First, let me qualify my post. I work with baseball and basketball athletes. That means I work with 10-20 athletes at one time. When I work with track and field programs, I may have more than 50. A football strength and conditioning coach may have over 100. What this means is that the tools and strategies that are used in a 1:1 setting don’t apply well to these settings, it also means that resources are extremely scarce. In a team setting, outside of the pro’s, there isn’t money for a lot of equipment or technology. So, this post is taking that into account – a lot of the expensive tools are fun and would be neat, but they aren’t practical in the setting that most coaches operate in.
With that in mind, here are my suggestions for speed and agility training in a team situation:
- You need a strength base. Speed and agility are all about exerting force against the ground. That means that athletes need to have strong legs to have the potential to be able to exert more force against the ground. Don’t neglect squats, hip extension exercises, and lunges/step-ups/split squats.
- Technique drills are great warm-up exercises, but not a substitute for speed and agility training. Technique drills, despite the name, don’t really resemble real speed and agility movements. But, they are great for conditioning the muscles in a manner similar to how they are used and for warming up the athlete. However, if you want to get better at sprinting then you have to practice running fast, frequently. There is no substitute for this!
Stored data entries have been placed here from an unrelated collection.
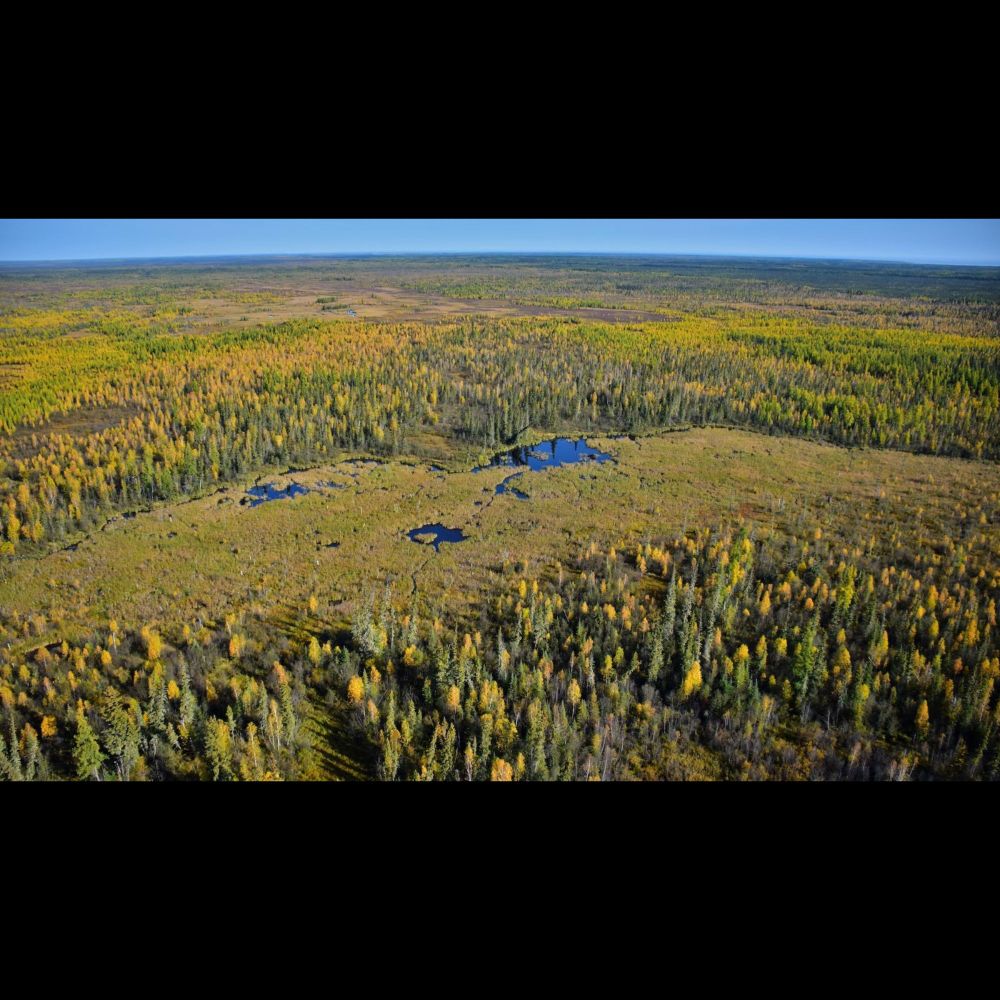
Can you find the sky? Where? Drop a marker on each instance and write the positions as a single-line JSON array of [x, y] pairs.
[[940, 241]]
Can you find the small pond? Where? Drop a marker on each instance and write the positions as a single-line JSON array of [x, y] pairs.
[[261, 494], [439, 532], [545, 455]]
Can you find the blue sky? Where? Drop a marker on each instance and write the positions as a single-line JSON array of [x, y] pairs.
[[948, 241]]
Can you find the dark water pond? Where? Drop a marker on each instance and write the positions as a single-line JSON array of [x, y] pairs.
[[440, 533], [546, 455], [261, 494]]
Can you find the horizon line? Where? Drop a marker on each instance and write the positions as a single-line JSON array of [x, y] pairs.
[[918, 262]]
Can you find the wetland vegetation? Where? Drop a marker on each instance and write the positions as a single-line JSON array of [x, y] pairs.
[[755, 537]]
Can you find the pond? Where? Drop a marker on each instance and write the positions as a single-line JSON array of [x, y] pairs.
[[439, 534], [262, 494], [545, 455]]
- Sometimes we overanalyze technique. This is something that makes coaches look very smart, but it can be a red herring. There are ideal techniques for every exercise and skill out there. The problem is that most of our athletes’ bodies don’t fit those ideal techniques, so we may end up spending so much time trying to fit a square peg in a round hole that we miss valuable training and development time. Sometimes we need to let go of the “ideal” and compromise because our artificial movement patterns can interfere with the athlete’s potential.
- Use drills to teach critical concepts. Once the concept is learned, drop the
drill. This is especially true with agility work. There is not an agility drill that adequately resembles what an athlete experiences in a game, so long-term focus on specific drills makes the athlete better at those drills but they may not be able to apply the concept to the playing field. If that’s the case then we did them a huge disservice. Teach your concept, drop the drill, and then coach the athlete on the concept whenever it comes up again!
- At some point you have to integrate the ball, situations, and opponents. Sports are random, chaotic, subject to weather and playing surfaces, and carefully choreographed drills cannot prepare athletes to be successful in those circumstances. At some point, a coach has to integrate real-world situations into the training and use that as an opportunity to reinforce what you have been teaching to that point.
- Don’t underestimate small-sided games. Small-sided games involve a small number of players, a smaller playing area, and are done for time. For example, we may play basketball half-court with two players on two players. It is very fast-paced, intense, and requires the players to integrate everything they have been developing to this point. While it is not appropriate for every sport, there are some that lend themselves to it. This is a great way to integrate speed training, agility, and conditioning during the in-season.